I didn’t think anything of it when the mail arrived. Or rather I thought about the mail arriving, about the spoils of my latest shopping spree. I had, you see, a moderately popular YouTube channel and was in a perpetual state of buying and receiving perfume — samples usually, tiny vials always turning up under sofa cushions and between the pages of magazines. Mail, much like my life, could be exciting but was under no circumstances unusual. X led to y without dilly dallying; events brushed the crumbs of chance off their no-nonsense cardigans. My flat smelled of vetiver and old habits.
This particular haul contained four samples from a perfume shop based in Wales. There was a classic floral with a top-note twist; the inevitable smells-like-something-on-fire, in this case a haunted sauna in the middle of a boreal forest; a gourmand I picked only because those always landed with my viewers; and a scent with a Mariana Trench drydown — briny and dark and dotted with spindly, bioluminescent creatures.

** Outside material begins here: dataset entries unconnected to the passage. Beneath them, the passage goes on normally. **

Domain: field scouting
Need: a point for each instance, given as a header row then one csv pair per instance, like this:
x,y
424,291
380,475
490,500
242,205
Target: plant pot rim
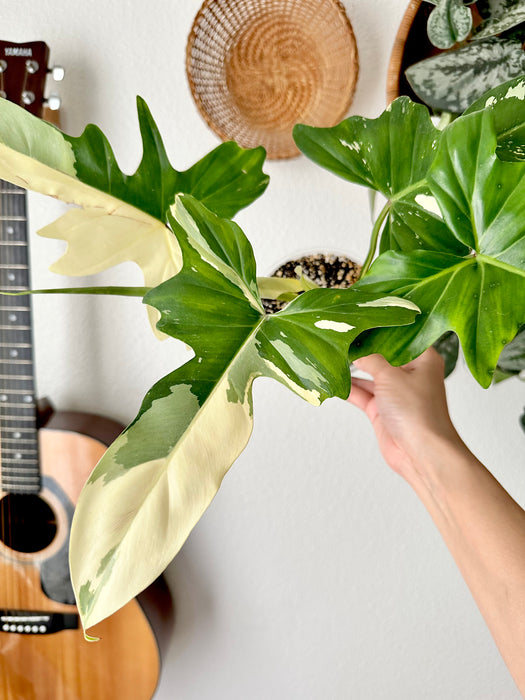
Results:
x,y
396,57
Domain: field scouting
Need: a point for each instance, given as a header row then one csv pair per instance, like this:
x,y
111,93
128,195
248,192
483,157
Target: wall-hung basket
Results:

A weird yet wearable sea-smell was my white whale, if you’ll pardon the metaphor, and I was looking forward to doing an unboxing video in the evening, followed by an in-depth review.
Now, though, was Rightmove time. I liked to spend my lunch breaks either thinking up new YouTube content or looking at houses I couldn’t afford — today it was the latter. Inhaling a sip of milky tea, I scrolled past a four-bed detached house on a ‘highly-regarded road’ and a seven-bed terrace with a divine conservatory but, appallingly, not a single tub in any of the three bathrooms. That was when I saw it.
Julian Ward’s house.
Not the Liverpool sporting director but the other Julian Ward — shock of dark hair, rail-thin, screamed about love and death and the devil to waifs with ankh tattoos. He had peaked in the 80s and 90s, though you wouldn’t know it by the crowds that gathered at his live shows, everyone still in all black but now with receding hairlines and reasonable jobs. And, after dating his way through an impressive list of singers and models, he too had settled down and eventually married a sculptor. That was how I recognised the house — from the Instagram account of the sculptor.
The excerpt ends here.